I know this is a common theme: idealistic dreams of the young crushed by the challenges of the “real world”. However, I don’t buy it. I don’t think this is it. Hope is not lost. I do still think I can make a difference, and just thinking about it and writing down those first aspirations is re-energizing me. How do I make those dreams a reality?

Also, I know I don’t want to work at a typical 9-6 job. Sitting at a desk in front of a computer all day literally sucks the life out of me. Only two weeks of vacation? Seriously? Naw that’s not going to work for much longer. I want a job where I can travel and work from anywhere. I want a job that takes me places. I want a job that inspires and challenges me. I want to be an entrepreneur. I’m putting in my time at the bottom, learning the industry, and learning how to be a true architect, but when do I take the leap and do something different? I feel like I’m getting so far behind as I stew in my comfort zone.

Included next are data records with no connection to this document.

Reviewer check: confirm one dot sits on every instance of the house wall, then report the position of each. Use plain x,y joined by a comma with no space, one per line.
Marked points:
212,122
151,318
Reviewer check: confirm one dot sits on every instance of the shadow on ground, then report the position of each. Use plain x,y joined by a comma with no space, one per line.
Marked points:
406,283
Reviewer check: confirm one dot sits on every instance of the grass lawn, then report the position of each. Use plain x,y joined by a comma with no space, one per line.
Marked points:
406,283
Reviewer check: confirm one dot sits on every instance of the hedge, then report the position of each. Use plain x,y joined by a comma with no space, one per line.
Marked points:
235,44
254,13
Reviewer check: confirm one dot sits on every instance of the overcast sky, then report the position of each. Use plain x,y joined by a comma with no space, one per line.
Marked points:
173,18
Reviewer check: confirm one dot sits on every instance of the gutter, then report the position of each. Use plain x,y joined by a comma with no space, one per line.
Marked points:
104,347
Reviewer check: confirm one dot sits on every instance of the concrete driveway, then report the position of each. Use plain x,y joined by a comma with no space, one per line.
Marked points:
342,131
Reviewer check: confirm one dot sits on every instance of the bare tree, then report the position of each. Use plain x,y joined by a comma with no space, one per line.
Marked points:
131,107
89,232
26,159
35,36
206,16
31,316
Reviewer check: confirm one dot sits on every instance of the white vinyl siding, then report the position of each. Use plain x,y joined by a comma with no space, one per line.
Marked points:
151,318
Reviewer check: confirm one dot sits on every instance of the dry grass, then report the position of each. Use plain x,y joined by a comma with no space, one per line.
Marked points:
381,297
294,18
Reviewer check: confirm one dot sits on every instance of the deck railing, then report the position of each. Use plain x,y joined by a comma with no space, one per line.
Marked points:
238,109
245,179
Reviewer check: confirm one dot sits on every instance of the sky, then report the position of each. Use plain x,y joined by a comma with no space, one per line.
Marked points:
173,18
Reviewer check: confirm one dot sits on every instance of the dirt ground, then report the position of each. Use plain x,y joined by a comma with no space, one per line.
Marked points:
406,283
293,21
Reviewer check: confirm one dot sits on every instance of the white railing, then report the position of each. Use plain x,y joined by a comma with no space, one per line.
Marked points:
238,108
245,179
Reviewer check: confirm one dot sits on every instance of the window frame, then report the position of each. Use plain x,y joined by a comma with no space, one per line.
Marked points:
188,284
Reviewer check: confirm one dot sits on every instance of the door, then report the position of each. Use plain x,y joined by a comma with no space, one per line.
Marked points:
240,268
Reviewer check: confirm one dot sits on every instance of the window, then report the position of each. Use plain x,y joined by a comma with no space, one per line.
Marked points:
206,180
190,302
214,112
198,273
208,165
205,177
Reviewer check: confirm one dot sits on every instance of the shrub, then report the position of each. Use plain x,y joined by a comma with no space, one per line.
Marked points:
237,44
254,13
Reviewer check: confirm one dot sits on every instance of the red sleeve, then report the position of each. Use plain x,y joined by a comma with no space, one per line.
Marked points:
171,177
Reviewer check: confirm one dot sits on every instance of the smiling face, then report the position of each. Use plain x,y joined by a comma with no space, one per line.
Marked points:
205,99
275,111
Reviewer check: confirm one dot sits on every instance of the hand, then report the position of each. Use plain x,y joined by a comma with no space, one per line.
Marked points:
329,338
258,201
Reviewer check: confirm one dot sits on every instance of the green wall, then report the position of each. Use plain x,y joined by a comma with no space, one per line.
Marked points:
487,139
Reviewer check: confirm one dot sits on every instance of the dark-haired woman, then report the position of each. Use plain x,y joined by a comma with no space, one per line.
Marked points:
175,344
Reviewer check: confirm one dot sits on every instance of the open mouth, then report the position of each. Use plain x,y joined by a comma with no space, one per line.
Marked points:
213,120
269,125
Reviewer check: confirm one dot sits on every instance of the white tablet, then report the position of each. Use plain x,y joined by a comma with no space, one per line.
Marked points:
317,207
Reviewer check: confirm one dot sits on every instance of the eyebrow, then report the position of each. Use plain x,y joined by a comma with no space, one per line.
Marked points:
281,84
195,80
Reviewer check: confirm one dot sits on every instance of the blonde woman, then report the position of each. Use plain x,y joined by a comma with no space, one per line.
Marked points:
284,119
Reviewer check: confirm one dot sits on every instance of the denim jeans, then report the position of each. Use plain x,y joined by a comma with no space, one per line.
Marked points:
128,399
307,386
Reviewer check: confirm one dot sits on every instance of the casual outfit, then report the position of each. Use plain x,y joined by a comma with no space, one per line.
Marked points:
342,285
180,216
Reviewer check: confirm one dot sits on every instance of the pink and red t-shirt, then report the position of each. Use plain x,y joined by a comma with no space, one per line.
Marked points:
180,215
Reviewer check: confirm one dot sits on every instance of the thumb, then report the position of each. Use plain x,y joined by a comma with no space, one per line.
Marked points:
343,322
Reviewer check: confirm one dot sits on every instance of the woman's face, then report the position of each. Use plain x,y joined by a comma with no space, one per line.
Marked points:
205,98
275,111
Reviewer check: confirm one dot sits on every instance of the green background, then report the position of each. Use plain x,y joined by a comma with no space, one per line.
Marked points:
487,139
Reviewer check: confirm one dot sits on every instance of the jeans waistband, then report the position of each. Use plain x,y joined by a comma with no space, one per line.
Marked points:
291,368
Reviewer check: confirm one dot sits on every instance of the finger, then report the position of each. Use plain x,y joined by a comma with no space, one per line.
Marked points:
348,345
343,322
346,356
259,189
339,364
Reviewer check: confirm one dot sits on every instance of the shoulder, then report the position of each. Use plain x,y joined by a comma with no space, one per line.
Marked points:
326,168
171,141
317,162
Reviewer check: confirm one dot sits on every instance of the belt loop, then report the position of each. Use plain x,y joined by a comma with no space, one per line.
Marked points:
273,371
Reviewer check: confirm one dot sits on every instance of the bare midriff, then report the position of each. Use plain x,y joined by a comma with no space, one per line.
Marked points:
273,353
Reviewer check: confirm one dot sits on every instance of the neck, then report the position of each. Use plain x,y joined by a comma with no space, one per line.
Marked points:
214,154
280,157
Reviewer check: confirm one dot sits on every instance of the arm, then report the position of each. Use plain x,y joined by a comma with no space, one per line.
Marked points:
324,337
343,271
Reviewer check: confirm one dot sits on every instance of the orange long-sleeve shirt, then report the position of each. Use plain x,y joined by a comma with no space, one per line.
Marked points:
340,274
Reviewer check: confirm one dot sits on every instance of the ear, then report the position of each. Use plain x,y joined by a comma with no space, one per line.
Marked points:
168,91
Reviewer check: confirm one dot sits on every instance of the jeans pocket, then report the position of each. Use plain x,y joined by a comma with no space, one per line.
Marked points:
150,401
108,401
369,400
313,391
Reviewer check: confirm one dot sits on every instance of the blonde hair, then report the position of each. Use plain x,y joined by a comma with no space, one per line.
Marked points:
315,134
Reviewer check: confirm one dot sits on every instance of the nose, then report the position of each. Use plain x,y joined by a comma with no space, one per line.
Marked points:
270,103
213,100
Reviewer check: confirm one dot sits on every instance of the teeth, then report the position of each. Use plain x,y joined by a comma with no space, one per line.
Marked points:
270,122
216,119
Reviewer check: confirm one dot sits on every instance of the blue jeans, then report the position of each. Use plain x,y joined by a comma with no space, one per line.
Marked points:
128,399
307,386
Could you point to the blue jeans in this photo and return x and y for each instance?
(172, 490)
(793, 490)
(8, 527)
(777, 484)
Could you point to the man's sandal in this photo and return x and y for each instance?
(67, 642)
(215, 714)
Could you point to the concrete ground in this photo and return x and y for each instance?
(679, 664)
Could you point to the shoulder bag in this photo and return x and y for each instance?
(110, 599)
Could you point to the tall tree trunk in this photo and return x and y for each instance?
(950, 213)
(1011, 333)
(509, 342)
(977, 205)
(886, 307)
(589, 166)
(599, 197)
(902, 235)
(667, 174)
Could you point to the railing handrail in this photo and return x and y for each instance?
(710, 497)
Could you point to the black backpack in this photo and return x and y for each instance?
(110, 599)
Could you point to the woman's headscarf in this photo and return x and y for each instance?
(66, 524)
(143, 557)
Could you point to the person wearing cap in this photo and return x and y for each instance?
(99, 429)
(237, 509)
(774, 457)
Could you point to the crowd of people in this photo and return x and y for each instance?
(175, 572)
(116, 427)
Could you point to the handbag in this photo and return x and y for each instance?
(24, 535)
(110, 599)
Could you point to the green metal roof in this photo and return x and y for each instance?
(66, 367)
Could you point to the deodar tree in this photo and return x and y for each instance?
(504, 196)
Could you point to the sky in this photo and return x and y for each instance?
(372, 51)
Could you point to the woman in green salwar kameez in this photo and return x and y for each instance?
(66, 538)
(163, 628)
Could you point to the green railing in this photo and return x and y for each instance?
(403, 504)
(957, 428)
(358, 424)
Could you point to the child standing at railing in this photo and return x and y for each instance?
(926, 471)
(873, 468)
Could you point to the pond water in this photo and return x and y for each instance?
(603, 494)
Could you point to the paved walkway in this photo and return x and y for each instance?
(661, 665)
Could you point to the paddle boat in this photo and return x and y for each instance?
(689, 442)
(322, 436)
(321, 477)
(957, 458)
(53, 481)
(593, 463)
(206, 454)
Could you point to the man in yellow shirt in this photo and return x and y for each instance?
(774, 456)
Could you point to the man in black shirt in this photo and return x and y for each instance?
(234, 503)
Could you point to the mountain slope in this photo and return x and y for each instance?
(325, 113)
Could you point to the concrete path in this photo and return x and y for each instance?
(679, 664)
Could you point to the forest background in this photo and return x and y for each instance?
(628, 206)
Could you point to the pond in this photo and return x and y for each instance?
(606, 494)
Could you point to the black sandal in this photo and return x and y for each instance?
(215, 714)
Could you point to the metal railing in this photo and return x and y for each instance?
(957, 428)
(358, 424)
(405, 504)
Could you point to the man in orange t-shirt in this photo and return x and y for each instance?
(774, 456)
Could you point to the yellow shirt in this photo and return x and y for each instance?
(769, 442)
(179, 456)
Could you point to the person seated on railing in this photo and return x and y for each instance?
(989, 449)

Right now I have a specific focus: to finish my Architecture Registration Exams (ARE). I am too busy to do anything but study and tend to those essential things we must do to keep our lives afloat. I should really be studying instead of writing this blog post. Once I am done with that exam…then what? If all goes well I’ll be licensed in just a little over a month. One and a half years of licensing exams, two years of grad school, three years of internships, and five years of undergraduate will culminate in me becoming a licensed Architect. Ten years of work. Then what? Then the real soul searching begins. What do I want to do with my life? Where do I go from here?